Lorsqu'un individu entre en état de flow, les neurosciences observent souvent un phénomène d'hypofrontalité transitoire. Il s'agit d'une diminution temporaire de l'activité dans certaines zones du cortex préfrontal, notamment celles liées à l'autocritique et à la conscience de soi, permettant une concentration maximale sur l'action.

Le cerveau fonctionne alors en mode 'efficience'. En éliminant les distractions visuelles ou auditives (l'équivalent neurologique du Ma), le système nerveux peut stabiliser ses réseaux de neurotransmetteurs comme la dopamine et la noradrénaline, favorisant une synchronisation des zones motrices et sensorielles.

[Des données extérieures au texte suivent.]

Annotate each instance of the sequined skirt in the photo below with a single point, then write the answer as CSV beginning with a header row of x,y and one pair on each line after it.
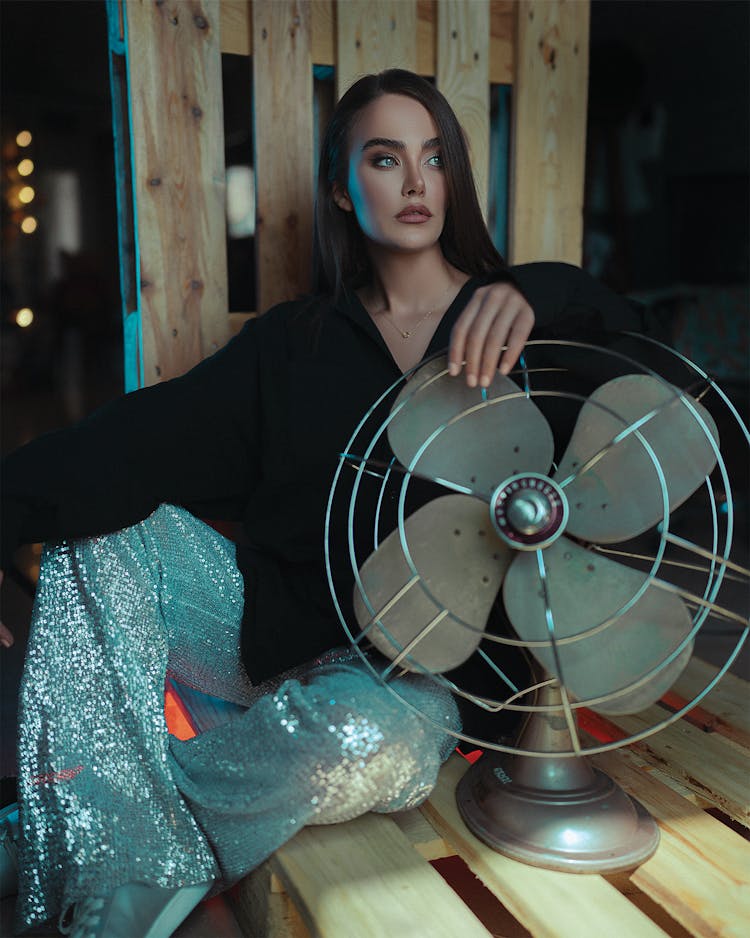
x,y
108,796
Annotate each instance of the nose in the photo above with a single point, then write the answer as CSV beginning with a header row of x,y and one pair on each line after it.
x,y
413,181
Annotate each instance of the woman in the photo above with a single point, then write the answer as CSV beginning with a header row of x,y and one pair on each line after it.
x,y
124,828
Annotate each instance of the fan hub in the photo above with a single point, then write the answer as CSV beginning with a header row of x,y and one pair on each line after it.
x,y
529,511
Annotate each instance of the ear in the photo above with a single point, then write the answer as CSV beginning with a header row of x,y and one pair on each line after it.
x,y
341,197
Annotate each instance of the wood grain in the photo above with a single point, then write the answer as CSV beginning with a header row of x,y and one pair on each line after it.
x,y
175,90
713,766
371,37
463,77
364,878
282,72
574,906
548,139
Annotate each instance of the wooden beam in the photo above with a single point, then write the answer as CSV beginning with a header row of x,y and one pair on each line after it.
x,y
371,37
282,70
549,131
236,29
463,77
175,93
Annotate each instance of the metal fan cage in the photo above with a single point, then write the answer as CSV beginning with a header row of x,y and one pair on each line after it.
x,y
668,556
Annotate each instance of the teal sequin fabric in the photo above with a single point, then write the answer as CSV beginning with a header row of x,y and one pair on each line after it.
x,y
109,797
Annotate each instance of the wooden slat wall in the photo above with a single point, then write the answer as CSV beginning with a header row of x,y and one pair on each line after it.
x,y
549,131
373,36
282,70
463,77
237,33
175,87
175,90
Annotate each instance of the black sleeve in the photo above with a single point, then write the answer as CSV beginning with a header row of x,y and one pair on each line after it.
x,y
190,441
569,302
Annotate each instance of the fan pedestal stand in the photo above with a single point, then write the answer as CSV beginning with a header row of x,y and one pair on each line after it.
x,y
554,811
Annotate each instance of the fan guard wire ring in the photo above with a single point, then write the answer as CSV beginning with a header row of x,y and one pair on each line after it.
x,y
710,590
409,472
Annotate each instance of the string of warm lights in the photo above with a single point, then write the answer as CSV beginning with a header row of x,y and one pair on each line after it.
x,y
19,193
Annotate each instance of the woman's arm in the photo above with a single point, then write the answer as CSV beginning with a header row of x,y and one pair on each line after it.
x,y
550,297
189,440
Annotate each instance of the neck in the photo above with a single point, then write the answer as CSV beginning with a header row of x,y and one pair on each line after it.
x,y
409,283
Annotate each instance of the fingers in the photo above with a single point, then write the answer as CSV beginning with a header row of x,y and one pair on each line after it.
x,y
490,333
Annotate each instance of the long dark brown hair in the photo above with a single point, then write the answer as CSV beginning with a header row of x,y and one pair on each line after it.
x,y
339,249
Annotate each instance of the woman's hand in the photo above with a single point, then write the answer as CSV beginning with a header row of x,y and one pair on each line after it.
x,y
490,333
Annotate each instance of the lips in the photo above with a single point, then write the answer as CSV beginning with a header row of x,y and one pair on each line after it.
x,y
414,214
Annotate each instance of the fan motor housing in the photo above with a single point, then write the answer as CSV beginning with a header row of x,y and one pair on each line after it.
x,y
529,511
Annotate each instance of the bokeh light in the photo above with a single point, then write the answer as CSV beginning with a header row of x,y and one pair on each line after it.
x,y
24,317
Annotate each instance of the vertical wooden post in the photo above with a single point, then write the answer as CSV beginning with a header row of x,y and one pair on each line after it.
x,y
282,70
174,81
549,131
371,37
463,76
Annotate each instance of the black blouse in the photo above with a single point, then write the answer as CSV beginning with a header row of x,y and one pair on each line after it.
x,y
253,434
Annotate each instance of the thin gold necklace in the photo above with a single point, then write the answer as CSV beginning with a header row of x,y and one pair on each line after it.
x,y
408,333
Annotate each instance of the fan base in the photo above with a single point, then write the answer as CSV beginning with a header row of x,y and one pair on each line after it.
x,y
595,828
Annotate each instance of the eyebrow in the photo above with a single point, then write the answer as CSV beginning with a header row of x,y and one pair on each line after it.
x,y
398,144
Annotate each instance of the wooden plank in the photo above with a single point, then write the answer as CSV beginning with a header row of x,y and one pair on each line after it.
x,y
463,77
237,30
502,41
711,765
574,906
282,70
698,860
364,878
728,701
422,835
371,37
236,27
262,909
323,32
175,89
549,131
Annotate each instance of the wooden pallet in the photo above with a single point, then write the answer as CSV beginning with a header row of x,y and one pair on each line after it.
x,y
378,875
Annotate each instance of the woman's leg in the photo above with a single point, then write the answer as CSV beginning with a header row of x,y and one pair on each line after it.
x,y
101,779
323,747
99,807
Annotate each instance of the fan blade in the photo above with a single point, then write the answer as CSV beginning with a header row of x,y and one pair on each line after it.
x,y
584,590
620,496
481,449
461,562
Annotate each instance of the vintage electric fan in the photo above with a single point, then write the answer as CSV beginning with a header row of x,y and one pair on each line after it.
x,y
556,497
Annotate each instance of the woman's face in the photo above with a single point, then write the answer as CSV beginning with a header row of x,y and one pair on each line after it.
x,y
395,184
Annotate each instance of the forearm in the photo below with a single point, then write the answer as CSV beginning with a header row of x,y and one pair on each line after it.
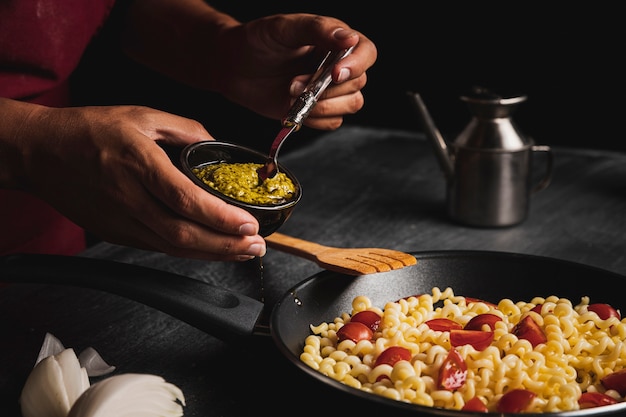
x,y
17,118
178,38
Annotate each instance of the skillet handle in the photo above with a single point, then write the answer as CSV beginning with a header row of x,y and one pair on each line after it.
x,y
216,311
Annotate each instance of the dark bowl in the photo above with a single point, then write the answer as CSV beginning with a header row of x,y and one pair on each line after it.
x,y
270,217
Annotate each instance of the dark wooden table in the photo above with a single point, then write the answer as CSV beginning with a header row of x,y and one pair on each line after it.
x,y
362,187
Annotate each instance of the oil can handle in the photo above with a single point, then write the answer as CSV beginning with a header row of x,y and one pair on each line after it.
x,y
547,176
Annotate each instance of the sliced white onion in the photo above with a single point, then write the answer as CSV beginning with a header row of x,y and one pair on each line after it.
x,y
53,386
51,346
130,395
93,363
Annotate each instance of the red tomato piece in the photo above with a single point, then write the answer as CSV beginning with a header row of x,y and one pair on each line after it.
x,y
369,318
393,354
604,311
595,399
453,371
537,308
477,322
528,329
477,338
443,324
354,331
475,404
616,381
515,401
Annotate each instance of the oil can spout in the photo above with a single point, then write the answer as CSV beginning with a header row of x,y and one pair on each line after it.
x,y
433,134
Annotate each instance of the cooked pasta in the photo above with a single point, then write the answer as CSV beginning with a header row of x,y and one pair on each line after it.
x,y
579,349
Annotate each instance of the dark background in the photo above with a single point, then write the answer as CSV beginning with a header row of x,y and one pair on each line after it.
x,y
567,60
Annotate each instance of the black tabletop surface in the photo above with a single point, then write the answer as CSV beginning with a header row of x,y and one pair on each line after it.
x,y
362,188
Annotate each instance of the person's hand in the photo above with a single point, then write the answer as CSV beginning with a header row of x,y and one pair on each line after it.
x,y
103,169
265,64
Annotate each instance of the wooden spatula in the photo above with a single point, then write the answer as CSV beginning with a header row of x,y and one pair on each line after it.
x,y
351,261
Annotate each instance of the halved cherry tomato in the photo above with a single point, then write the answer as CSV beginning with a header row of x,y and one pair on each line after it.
x,y
369,318
453,371
537,308
515,401
616,381
477,338
443,324
393,354
528,329
595,399
477,322
604,311
355,331
475,404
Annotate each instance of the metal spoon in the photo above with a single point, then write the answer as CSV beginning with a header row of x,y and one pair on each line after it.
x,y
301,109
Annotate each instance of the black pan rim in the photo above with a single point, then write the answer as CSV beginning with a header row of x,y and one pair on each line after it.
x,y
437,255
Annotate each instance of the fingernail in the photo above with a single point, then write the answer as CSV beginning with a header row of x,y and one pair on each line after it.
x,y
248,229
341,33
344,74
256,249
296,88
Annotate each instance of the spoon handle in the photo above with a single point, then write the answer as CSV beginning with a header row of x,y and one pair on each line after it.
x,y
301,109
316,86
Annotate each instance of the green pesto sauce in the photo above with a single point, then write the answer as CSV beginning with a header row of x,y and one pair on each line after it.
x,y
241,182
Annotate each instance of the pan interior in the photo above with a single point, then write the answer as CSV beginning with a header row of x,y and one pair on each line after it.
x,y
490,276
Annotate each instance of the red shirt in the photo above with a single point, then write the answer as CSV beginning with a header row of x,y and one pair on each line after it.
x,y
41,44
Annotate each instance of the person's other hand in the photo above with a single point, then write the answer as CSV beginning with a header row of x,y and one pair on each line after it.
x,y
265,64
102,168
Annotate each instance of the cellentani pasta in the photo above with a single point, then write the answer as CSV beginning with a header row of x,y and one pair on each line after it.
x,y
578,350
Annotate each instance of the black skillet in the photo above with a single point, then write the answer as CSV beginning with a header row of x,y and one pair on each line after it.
x,y
486,275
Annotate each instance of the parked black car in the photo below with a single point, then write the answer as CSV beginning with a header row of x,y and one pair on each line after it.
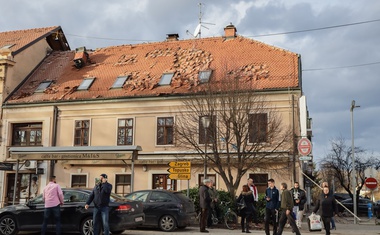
x,y
166,210
123,214
362,206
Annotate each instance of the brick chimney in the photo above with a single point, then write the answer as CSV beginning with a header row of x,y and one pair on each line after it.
x,y
230,31
172,37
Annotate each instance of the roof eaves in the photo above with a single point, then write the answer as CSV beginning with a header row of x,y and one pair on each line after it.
x,y
35,40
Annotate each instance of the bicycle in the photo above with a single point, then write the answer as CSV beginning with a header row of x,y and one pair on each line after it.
x,y
229,217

"Le flow survient lorsque le cerveau parvient à occulter les stimuli périphériques pour se concentrer sur un défi aligné avec ses capacités."

Les conditions qui favorisent cet état

La recherche en psychologie de la performance suggère que l'environnement joue un rôle crucial. Un espace minimaliste ou une organisation structurée réduit les 'interruptions attentionnelles', des micro-événements qui forcent le cerveau à réallouer son énergie pour traiter une information nouvelle.

Favoriser des zones de travail sans stimuli superflus et intégrer des moments de silence intentionnel permet de réduire la fatigue cognitive. Ces conditions favorisent un environnement propice à l'émergence d'une concentration soutenue, en limitant les sollicitations constantes du système attentionnel.